Acredito que o funcionário ideal para qualquer empresa que se preze é aquele que demonstra ser ético, honesto, íntegro, socializável, compreensivo, solidário, humano, sensato, pronto, solícito, pesquisador, trabalhador, comprometido.
Tenho como pilares básicos, nos quais fundamento a minha existência e pauto as minhas ações diárias os seguintes princípios:
- Disciplina
- Responsabilidade
- Planejamento
- Trabalho
E assumi como missão: "Trabalhar para o desenvolvimento pessoal e coletivo, com qualidade de vida."
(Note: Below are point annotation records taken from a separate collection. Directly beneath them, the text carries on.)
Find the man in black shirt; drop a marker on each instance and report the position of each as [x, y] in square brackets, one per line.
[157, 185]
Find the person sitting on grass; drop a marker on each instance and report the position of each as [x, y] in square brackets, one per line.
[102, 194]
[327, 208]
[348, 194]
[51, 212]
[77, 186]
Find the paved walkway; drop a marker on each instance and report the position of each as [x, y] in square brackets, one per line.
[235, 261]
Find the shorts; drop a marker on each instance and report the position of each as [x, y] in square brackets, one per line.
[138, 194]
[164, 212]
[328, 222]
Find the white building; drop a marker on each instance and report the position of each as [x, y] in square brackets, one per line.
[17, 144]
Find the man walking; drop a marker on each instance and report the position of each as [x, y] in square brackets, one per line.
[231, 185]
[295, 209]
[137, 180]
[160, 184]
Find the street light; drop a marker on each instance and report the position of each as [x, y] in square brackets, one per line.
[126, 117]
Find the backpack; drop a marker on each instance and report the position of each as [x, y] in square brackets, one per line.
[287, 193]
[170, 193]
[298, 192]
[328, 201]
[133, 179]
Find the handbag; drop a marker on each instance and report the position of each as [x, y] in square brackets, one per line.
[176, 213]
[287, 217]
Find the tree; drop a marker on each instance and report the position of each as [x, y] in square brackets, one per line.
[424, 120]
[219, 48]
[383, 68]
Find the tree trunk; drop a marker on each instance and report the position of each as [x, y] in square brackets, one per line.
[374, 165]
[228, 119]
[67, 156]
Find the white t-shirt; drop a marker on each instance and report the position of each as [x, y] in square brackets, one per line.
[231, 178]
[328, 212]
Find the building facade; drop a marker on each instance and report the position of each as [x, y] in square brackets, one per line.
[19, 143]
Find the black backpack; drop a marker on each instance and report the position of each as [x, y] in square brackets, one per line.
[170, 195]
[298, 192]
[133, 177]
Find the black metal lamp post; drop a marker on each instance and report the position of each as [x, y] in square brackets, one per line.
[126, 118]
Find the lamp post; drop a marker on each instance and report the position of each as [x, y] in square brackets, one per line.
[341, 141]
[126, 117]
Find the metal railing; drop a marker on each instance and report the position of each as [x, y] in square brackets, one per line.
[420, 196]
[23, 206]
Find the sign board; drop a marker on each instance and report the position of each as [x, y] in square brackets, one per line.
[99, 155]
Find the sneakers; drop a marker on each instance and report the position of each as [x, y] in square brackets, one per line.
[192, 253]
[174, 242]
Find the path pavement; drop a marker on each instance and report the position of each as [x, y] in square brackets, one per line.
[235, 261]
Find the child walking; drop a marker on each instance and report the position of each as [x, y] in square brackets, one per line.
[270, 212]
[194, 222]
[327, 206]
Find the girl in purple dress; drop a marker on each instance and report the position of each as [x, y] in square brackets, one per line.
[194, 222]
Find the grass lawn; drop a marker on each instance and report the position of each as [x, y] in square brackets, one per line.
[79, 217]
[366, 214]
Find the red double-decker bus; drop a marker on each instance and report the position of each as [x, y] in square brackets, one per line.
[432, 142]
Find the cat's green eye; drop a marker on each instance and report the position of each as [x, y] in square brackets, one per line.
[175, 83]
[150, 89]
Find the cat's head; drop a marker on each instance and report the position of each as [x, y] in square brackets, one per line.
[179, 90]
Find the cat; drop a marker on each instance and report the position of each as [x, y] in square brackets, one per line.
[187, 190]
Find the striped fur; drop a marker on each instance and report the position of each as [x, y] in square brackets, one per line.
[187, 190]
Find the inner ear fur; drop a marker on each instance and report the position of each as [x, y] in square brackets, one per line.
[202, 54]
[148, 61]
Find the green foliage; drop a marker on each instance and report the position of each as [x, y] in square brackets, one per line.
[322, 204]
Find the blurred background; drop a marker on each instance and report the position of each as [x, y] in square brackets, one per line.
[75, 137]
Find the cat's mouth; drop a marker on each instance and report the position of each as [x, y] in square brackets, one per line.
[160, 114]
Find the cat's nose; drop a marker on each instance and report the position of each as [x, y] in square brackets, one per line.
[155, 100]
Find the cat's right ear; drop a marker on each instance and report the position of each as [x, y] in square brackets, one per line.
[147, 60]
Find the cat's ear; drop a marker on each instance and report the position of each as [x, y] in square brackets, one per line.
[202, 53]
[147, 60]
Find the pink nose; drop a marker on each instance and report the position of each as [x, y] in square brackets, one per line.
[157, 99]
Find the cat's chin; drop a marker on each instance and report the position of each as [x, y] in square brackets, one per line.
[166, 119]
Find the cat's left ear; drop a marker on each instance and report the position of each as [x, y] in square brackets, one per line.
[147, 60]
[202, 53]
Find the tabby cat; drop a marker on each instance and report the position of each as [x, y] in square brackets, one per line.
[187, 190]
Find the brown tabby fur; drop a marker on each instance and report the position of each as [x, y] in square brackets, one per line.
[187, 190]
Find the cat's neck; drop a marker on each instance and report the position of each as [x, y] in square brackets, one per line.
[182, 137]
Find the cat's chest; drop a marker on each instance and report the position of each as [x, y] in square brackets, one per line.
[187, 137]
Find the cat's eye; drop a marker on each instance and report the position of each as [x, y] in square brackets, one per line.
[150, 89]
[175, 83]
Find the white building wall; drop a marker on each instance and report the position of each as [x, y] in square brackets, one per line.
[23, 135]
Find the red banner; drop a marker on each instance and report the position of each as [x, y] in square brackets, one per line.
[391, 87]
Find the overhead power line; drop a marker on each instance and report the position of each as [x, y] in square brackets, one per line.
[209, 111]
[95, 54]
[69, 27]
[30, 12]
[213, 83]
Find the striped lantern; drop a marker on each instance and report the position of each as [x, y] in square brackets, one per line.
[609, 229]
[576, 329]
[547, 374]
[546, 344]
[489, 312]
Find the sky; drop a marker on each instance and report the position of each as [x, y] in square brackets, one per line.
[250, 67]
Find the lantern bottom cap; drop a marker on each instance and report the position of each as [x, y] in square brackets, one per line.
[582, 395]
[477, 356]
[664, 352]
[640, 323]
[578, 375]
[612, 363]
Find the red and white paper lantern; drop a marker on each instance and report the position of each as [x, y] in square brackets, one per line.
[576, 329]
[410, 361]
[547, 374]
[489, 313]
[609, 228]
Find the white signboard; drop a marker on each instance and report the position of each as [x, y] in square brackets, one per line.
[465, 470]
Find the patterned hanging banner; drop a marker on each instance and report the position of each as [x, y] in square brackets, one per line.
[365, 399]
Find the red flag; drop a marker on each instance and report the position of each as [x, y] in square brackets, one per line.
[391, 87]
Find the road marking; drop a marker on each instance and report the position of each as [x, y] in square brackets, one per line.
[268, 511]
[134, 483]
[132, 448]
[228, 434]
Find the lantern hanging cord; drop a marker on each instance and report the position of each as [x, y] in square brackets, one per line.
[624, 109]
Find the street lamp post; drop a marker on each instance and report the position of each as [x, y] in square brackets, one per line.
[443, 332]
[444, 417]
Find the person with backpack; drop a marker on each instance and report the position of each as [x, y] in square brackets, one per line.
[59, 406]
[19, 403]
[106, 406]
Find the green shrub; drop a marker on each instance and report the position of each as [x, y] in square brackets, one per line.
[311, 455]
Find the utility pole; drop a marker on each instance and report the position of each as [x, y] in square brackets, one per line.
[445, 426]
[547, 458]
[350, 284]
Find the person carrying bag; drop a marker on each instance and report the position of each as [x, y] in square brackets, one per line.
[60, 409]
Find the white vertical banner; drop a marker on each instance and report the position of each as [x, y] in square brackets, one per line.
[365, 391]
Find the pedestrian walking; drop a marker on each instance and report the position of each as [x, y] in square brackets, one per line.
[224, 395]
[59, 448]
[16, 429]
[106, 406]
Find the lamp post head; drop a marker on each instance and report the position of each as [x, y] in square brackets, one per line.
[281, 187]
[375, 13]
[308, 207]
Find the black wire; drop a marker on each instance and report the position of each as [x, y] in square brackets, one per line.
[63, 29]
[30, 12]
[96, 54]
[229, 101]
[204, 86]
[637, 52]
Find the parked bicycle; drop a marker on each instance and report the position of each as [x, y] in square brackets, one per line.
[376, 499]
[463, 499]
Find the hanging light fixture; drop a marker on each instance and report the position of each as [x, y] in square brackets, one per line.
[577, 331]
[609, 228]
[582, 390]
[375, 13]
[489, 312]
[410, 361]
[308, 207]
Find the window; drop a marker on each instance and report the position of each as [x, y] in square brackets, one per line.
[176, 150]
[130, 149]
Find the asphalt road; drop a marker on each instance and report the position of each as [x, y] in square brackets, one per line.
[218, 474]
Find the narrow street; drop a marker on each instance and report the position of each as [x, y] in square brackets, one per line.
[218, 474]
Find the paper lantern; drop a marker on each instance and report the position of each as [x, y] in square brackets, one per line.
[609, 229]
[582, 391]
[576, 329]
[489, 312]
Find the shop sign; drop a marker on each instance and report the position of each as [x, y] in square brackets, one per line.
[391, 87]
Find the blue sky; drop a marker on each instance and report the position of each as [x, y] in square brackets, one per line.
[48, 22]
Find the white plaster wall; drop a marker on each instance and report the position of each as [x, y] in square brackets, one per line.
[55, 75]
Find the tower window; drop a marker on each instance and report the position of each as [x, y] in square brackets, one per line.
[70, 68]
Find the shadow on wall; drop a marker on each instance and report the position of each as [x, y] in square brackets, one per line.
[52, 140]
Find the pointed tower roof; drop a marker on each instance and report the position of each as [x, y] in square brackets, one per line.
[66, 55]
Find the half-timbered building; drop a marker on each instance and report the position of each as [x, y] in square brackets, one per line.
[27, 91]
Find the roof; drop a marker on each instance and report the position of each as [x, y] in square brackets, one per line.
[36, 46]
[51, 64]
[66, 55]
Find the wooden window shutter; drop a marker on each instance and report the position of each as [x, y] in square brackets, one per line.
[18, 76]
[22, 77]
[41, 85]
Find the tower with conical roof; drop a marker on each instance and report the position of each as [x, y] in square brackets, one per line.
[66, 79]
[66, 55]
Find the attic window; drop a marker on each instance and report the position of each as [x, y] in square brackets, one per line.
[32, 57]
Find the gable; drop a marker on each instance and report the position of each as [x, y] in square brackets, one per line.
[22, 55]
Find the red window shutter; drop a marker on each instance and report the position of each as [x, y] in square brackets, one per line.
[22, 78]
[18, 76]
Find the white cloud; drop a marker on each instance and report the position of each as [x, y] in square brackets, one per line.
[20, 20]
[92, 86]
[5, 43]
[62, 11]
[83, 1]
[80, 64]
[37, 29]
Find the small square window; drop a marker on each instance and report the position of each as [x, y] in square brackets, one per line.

Embora os acontecimentos de hoje, em minha opinião insensatos e que prefiro tratar como uma discriminação isolada de alguém que sequer teve a coragem de se expor (ou que me condenou a não ter o perfil adequado sem me dar ao menos uma chance de mostrar minha desenvoltura) e não como uma ação empresarial, ainda continuarei acreditando que pessoas conscientes e realmente comprometidas com uma macrovisão empresarial que preze e zele os valores supra citados existam em número suficiente a ponto de constituirem negócios que tenham na meritocracia não apenas uma palavra mais utilizada como propaganda, mas como algo que de fato faça valer à pena atitudes corretas e o empenho em nos tornarmos melhores a cada dia.